Retired English Teacher Corrects Trump-Signed Letter, Gives It Near-Failing Grade

“If it had been written in high school, I’d give it a D.”

A retired high school English teacher made headlines for her excoriation of what she described as a “stylistically appalling” letter that she received from the White House.

The letter, signed by President Donald Trump, would barely have received a passing grade if a high schooler had written it, Yvonne Mason, who retired last year after a 17-year teaching career in South Carolina, told The Greenville News last week.

“If it had been written in middle school, I’d give it a C or C-plus,” Mason said. “If it had been written in high school, I’d give it a D.”

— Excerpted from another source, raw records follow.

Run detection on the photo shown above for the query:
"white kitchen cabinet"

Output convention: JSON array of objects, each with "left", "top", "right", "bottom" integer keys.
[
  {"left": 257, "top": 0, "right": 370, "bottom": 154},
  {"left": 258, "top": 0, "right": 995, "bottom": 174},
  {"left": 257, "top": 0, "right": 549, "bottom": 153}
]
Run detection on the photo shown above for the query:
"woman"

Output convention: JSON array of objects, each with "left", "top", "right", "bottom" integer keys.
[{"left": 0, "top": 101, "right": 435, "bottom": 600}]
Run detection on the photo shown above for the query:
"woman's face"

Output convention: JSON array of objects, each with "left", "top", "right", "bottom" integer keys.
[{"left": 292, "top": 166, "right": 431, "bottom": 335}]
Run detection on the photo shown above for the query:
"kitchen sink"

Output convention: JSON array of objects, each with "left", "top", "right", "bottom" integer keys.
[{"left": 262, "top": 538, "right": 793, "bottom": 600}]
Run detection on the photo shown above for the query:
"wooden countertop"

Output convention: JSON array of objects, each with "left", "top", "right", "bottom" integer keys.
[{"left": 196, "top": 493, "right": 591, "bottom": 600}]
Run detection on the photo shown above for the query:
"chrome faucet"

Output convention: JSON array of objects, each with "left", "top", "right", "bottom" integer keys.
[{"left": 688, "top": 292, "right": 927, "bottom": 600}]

The veteran teacher shared an image of the letter — covered with corrections she’d made in purple ink — on Facebook earlier this month.

“Have y’all tried grammar and style check?” Mason wrote at the top of the document. “OMG this is WRONG!” she wrote elsewhere, pointing out a capitalization error.

Mason said at the time that she’d be mailing the letter back to Trump.

Mason told the Greenville newspaper she received the letter from the White House after penning a note to the president beseeching him to meet individually with families of the victims of February’s Parkland, Florida, high school shooting.

She acknowledged that the letter ― which did not specifically address her suggestion but touched on school safety and gun violence more generally ― was likely written by a staff member and not the president himself.

Still, Mason said she expected more from a letter from the White House.

“When you get letters from the highest level of government, you expect them to be at least mechanically correct,” she said.